Вознесенский молчал. Он думал. Голове было горячо не столько от палящего солнца, сколько от обрушившейся на него беды. Когда-то давно, когда делал Асе предложение, совсем не задумывался, сможет ли любить чужого ребенка. Ему была нужна она, остальное было не важно. Позже, когда ребенок стал по пятам ходить за ним и ждать у ворот его возвращения, Алексей тоже не задумывался. Все произошло само собой. Этот пацан вошел в его сердце плавно, как входит в сердце бывший некогда чужим город или река. А теперь Вознесенский думал об одном – Юлька маленький, беспомощный, напуганный. Он плачет, хочет к маме и папе! И он, Вознесенский, должен его спасти, чего бы это ни стоило.

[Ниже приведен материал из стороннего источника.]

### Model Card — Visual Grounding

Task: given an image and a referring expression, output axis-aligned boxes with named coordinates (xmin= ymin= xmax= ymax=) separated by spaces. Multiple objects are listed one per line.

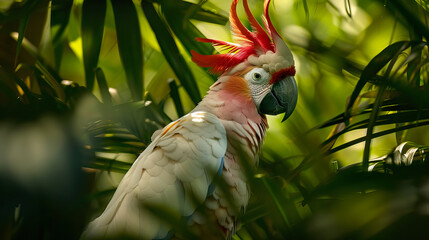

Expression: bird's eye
xmin=253 ymin=73 xmax=262 ymax=80
xmin=245 ymin=68 xmax=270 ymax=84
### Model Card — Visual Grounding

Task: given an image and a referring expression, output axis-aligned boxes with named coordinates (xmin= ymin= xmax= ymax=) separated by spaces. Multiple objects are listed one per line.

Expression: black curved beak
xmin=259 ymin=76 xmax=298 ymax=122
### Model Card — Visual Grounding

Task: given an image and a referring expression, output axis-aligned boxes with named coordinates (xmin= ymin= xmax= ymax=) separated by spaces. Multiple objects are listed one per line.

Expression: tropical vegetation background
xmin=0 ymin=0 xmax=429 ymax=239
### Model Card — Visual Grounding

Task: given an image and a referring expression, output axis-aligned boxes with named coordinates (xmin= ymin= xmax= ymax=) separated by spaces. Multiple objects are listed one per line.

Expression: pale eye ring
xmin=253 ymin=72 xmax=262 ymax=80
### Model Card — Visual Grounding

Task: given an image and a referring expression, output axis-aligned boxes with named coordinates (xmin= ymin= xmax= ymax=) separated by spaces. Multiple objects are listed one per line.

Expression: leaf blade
xmin=111 ymin=0 xmax=144 ymax=101
xmin=81 ymin=0 xmax=106 ymax=90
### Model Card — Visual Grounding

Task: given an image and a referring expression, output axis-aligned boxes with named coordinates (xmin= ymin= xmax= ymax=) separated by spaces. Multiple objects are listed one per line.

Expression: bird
xmin=82 ymin=0 xmax=298 ymax=239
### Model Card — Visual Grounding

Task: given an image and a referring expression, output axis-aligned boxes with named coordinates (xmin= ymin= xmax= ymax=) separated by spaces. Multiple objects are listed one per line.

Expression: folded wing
xmin=82 ymin=112 xmax=227 ymax=239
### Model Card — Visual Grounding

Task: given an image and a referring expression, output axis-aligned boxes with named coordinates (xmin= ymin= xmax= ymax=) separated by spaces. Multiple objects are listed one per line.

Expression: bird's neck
xmin=193 ymin=75 xmax=268 ymax=158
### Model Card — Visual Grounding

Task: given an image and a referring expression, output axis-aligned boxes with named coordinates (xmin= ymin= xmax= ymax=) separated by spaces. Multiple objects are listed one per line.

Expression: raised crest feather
xmin=191 ymin=0 xmax=281 ymax=74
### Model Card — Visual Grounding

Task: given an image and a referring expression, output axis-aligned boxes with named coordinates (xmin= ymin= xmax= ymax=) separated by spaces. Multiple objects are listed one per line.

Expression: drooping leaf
xmin=346 ymin=41 xmax=410 ymax=121
xmin=15 ymin=15 xmax=30 ymax=66
xmin=95 ymin=68 xmax=112 ymax=105
xmin=168 ymin=79 xmax=185 ymax=117
xmin=51 ymin=0 xmax=73 ymax=71
xmin=111 ymin=0 xmax=143 ymax=101
xmin=141 ymin=1 xmax=201 ymax=104
xmin=81 ymin=0 xmax=106 ymax=90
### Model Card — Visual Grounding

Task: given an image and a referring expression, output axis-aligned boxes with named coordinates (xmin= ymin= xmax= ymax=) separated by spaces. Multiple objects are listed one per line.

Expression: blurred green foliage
xmin=0 ymin=0 xmax=429 ymax=239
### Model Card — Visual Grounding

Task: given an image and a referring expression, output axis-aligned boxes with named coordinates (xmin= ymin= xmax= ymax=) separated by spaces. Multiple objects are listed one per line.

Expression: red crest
xmin=191 ymin=0 xmax=280 ymax=74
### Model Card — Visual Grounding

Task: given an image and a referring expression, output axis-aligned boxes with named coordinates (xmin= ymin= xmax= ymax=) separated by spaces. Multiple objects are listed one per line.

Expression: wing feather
xmin=82 ymin=112 xmax=227 ymax=239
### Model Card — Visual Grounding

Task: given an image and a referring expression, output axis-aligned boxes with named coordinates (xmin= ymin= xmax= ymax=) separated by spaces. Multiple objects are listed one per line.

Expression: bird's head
xmin=192 ymin=0 xmax=298 ymax=121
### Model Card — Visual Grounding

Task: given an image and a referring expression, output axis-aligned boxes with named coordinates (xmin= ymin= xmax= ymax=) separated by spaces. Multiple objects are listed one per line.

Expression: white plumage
xmin=82 ymin=112 xmax=227 ymax=239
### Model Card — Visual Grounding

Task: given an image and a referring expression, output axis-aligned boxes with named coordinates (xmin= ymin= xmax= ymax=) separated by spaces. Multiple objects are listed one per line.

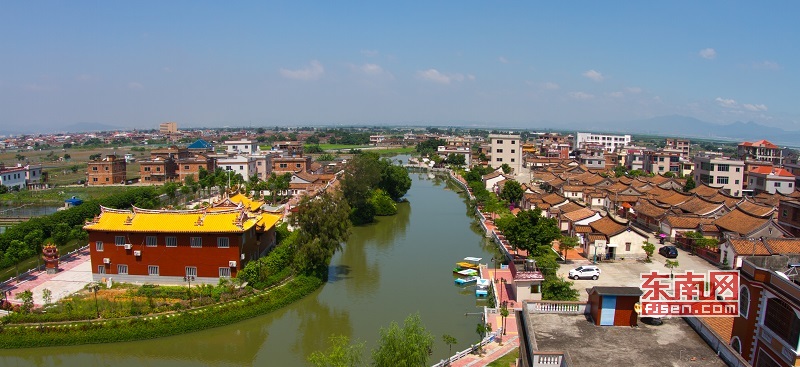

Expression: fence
xmin=432 ymin=328 xmax=503 ymax=367
xmin=683 ymin=317 xmax=750 ymax=367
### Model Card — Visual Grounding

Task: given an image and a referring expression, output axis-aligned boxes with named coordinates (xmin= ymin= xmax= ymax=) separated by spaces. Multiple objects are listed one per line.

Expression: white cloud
xmin=715 ymin=97 xmax=739 ymax=108
xmin=753 ymin=60 xmax=781 ymax=70
xmin=742 ymin=103 xmax=767 ymax=112
xmin=715 ymin=97 xmax=767 ymax=112
xmin=569 ymin=92 xmax=594 ymax=101
xmin=583 ymin=69 xmax=605 ymax=82
xmin=417 ymin=69 xmax=475 ymax=84
xmin=361 ymin=50 xmax=379 ymax=57
xmin=542 ymin=82 xmax=561 ymax=90
xmin=698 ymin=47 xmax=717 ymax=60
xmin=281 ymin=60 xmax=325 ymax=80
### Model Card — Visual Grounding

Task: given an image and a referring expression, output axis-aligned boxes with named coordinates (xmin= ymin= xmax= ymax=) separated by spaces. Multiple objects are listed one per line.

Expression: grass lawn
xmin=488 ymin=348 xmax=519 ymax=367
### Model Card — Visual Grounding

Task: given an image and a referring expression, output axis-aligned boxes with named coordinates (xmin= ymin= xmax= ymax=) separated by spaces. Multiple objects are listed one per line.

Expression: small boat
xmin=454 ymin=276 xmax=480 ymax=285
xmin=456 ymin=257 xmax=482 ymax=269
xmin=453 ymin=268 xmax=478 ymax=277
xmin=475 ymin=278 xmax=492 ymax=298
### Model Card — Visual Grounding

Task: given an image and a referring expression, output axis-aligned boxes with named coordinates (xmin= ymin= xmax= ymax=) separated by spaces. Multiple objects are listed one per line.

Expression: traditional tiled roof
xmin=728 ymin=238 xmax=771 ymax=256
xmin=678 ymin=196 xmax=724 ymax=215
xmin=83 ymin=207 xmax=280 ymax=233
xmin=663 ymin=214 xmax=714 ymax=230
xmin=656 ymin=191 xmax=692 ymax=205
xmin=736 ymin=199 xmax=775 ymax=217
xmin=564 ymin=208 xmax=596 ymax=222
xmin=690 ymin=184 xmax=719 ymax=197
xmin=633 ymin=200 xmax=669 ymax=218
xmin=589 ymin=217 xmax=628 ymax=237
xmin=714 ymin=208 xmax=770 ymax=235
xmin=764 ymin=238 xmax=800 ymax=255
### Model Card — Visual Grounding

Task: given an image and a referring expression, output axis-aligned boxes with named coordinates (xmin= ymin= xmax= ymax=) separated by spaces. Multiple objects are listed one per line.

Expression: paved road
xmin=558 ymin=245 xmax=718 ymax=301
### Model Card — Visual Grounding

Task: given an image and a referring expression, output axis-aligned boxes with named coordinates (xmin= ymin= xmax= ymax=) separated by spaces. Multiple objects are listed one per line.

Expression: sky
xmin=0 ymin=0 xmax=800 ymax=131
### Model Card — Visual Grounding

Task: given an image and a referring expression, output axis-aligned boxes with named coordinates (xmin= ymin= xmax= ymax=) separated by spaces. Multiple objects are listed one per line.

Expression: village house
xmin=84 ymin=206 xmax=281 ymax=284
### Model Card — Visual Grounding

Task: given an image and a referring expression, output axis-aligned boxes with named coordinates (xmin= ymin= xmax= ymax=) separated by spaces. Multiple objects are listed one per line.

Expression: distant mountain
xmin=592 ymin=115 xmax=800 ymax=145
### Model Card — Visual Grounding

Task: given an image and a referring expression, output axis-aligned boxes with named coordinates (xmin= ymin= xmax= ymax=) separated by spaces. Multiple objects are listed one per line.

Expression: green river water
xmin=0 ymin=173 xmax=495 ymax=367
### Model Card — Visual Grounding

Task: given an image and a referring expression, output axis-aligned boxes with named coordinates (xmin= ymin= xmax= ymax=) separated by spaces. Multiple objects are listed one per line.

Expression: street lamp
xmin=89 ymin=282 xmax=100 ymax=319
xmin=183 ymin=275 xmax=194 ymax=308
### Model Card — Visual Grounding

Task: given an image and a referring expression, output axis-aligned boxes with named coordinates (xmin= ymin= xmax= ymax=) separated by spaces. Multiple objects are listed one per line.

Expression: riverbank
xmin=0 ymin=276 xmax=323 ymax=349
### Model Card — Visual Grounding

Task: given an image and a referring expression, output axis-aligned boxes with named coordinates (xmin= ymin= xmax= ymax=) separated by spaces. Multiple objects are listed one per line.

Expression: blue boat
xmin=475 ymin=278 xmax=492 ymax=298
xmin=454 ymin=276 xmax=480 ymax=285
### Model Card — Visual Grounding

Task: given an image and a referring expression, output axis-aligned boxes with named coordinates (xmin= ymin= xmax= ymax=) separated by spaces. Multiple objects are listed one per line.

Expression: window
xmin=217 ymin=237 xmax=230 ymax=248
xmin=764 ymin=296 xmax=800 ymax=345
xmin=731 ymin=336 xmax=742 ymax=354
xmin=739 ymin=286 xmax=750 ymax=318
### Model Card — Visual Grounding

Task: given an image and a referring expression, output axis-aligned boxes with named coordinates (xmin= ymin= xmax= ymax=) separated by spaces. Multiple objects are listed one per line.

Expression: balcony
xmin=527 ymin=301 xmax=586 ymax=315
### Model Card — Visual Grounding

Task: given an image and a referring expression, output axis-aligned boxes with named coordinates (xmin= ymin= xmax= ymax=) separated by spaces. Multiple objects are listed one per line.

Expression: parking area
xmin=558 ymin=245 xmax=718 ymax=301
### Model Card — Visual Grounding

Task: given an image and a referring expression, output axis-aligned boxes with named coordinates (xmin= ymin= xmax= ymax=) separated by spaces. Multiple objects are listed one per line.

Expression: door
xmin=600 ymin=296 xmax=617 ymax=326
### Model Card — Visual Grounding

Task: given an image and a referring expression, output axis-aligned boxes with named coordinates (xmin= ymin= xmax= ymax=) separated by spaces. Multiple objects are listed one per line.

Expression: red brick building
xmin=84 ymin=207 xmax=281 ymax=284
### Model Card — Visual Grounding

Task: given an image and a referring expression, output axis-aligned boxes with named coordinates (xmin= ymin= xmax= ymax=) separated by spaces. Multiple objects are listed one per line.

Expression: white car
xmin=569 ymin=265 xmax=600 ymax=280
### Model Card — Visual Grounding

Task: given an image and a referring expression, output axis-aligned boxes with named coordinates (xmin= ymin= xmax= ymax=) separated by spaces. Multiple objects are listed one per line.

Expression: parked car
xmin=658 ymin=246 xmax=678 ymax=259
xmin=569 ymin=265 xmax=600 ymax=280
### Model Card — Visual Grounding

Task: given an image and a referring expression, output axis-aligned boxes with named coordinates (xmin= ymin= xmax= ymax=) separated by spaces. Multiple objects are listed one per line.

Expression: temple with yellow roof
xmin=84 ymin=204 xmax=281 ymax=284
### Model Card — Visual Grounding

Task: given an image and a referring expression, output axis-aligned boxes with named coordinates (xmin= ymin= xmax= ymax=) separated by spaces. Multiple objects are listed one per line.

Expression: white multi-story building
xmin=489 ymin=134 xmax=522 ymax=173
xmin=575 ymin=132 xmax=631 ymax=153
xmin=217 ymin=155 xmax=258 ymax=181
xmin=747 ymin=166 xmax=795 ymax=195
xmin=692 ymin=152 xmax=744 ymax=196
xmin=225 ymin=140 xmax=259 ymax=154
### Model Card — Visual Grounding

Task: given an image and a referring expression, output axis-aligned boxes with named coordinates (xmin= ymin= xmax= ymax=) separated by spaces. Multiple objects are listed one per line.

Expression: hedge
xmin=0 ymin=276 xmax=323 ymax=349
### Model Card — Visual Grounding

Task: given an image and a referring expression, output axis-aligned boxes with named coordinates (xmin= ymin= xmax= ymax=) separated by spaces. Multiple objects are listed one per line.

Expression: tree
xmin=642 ymin=241 xmax=656 ymax=263
xmin=500 ymin=180 xmax=523 ymax=205
xmin=442 ymin=334 xmax=458 ymax=354
xmin=308 ymin=335 xmax=365 ymax=367
xmin=17 ymin=290 xmax=33 ymax=313
xmin=664 ymin=260 xmax=680 ymax=279
xmin=293 ymin=190 xmax=350 ymax=279
xmin=683 ymin=175 xmax=697 ymax=192
xmin=542 ymin=277 xmax=578 ymax=301
xmin=558 ymin=236 xmax=578 ymax=261
xmin=42 ymin=288 xmax=53 ymax=305
xmin=372 ymin=314 xmax=434 ymax=367
xmin=378 ymin=159 xmax=411 ymax=201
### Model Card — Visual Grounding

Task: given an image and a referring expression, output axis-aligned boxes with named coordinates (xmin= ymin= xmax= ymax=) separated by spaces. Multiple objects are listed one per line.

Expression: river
xmin=0 ymin=173 xmax=495 ymax=367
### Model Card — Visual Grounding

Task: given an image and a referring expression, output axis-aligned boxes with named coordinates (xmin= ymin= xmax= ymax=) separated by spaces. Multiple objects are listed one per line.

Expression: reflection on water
xmin=0 ymin=168 xmax=495 ymax=367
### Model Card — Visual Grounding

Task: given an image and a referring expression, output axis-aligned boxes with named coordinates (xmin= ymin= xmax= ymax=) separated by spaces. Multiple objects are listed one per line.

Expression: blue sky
xmin=0 ymin=1 xmax=800 ymax=130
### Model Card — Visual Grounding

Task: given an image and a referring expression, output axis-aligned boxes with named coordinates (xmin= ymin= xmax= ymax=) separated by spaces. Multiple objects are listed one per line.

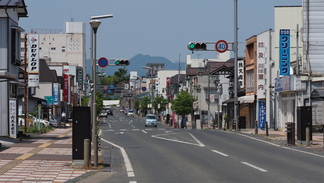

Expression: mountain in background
xmin=86 ymin=54 xmax=186 ymax=76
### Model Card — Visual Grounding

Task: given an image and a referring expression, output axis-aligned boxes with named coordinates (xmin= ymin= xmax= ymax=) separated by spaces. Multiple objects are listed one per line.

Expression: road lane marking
xmin=212 ymin=150 xmax=228 ymax=156
xmin=241 ymin=162 xmax=268 ymax=172
xmin=151 ymin=133 xmax=205 ymax=147
xmin=101 ymin=138 xmax=135 ymax=177
xmin=189 ymin=133 xmax=205 ymax=147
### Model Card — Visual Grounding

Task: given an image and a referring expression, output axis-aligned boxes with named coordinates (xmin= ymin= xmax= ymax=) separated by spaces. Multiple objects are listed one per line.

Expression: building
xmin=0 ymin=0 xmax=28 ymax=138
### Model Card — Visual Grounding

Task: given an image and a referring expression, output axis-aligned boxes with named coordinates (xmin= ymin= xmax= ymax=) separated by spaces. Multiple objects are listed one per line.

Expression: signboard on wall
xmin=257 ymin=41 xmax=265 ymax=98
xmin=258 ymin=100 xmax=267 ymax=130
xmin=28 ymin=34 xmax=39 ymax=87
xmin=279 ymin=29 xmax=290 ymax=76
xmin=63 ymin=66 xmax=70 ymax=102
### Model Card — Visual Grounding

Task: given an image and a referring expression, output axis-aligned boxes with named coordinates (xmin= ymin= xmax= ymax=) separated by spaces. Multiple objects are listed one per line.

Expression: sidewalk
xmin=0 ymin=127 xmax=95 ymax=183
xmin=240 ymin=129 xmax=324 ymax=155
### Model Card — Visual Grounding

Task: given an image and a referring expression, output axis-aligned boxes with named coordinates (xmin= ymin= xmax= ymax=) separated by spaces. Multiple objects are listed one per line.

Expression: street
xmin=99 ymin=111 xmax=324 ymax=183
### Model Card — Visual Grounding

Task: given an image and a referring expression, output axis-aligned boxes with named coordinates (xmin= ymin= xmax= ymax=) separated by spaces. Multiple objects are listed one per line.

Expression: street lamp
xmin=89 ymin=20 xmax=101 ymax=167
xmin=142 ymin=66 xmax=154 ymax=107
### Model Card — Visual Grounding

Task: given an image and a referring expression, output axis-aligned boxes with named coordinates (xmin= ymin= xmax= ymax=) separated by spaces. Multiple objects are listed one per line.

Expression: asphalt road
xmin=99 ymin=111 xmax=324 ymax=183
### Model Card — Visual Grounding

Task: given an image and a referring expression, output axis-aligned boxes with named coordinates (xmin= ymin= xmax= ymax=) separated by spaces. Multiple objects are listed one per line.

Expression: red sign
xmin=165 ymin=77 xmax=170 ymax=95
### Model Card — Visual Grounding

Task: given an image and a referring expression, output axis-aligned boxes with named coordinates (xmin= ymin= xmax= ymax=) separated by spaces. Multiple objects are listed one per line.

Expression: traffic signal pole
xmin=233 ymin=0 xmax=239 ymax=131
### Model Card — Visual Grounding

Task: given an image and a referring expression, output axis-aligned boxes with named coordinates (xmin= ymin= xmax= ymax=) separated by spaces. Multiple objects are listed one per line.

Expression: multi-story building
xmin=0 ymin=0 xmax=27 ymax=138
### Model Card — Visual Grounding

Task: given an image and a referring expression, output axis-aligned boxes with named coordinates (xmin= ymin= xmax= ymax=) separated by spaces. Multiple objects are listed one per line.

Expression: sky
xmin=19 ymin=0 xmax=302 ymax=62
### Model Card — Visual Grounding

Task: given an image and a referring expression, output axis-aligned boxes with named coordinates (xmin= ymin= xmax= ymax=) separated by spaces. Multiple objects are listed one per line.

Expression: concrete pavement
xmin=0 ymin=127 xmax=97 ymax=183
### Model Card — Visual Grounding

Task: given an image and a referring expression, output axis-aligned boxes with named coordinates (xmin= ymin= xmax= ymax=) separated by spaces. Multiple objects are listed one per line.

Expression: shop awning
xmin=238 ymin=95 xmax=254 ymax=104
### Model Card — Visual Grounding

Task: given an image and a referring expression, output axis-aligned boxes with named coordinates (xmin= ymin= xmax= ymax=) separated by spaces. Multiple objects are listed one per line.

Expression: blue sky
xmin=19 ymin=0 xmax=302 ymax=62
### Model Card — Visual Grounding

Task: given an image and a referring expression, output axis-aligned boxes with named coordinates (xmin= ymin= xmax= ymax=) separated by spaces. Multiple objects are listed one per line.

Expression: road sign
xmin=98 ymin=57 xmax=108 ymax=67
xmin=215 ymin=40 xmax=228 ymax=53
xmin=99 ymin=67 xmax=107 ymax=72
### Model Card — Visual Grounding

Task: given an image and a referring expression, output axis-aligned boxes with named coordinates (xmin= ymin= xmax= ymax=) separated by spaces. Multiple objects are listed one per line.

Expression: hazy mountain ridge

– Караван повернет обратно, а отряд направится по следам басмачей, – приказал Вознесенский.

К концу вторых суток, окончательно выбившись из сил, отряд под покровом ночи расположился на отдых в пяти километрах от колодцев.

Вознесенский выслал разведгруппу. Он не спал, смотрел воспаленными глазами в ночь и на рассвете первым увидел Федулова с разведчиками.

– Около двухсот всадников, – доложил Федулов. – Спят себе у такыров. Колодцы там, юрты. Множество подседланных лошадей, привязанных за ноги к приколам. Не ждут они нас, товарищ комиссар! Не верят, что можем дойти сюда.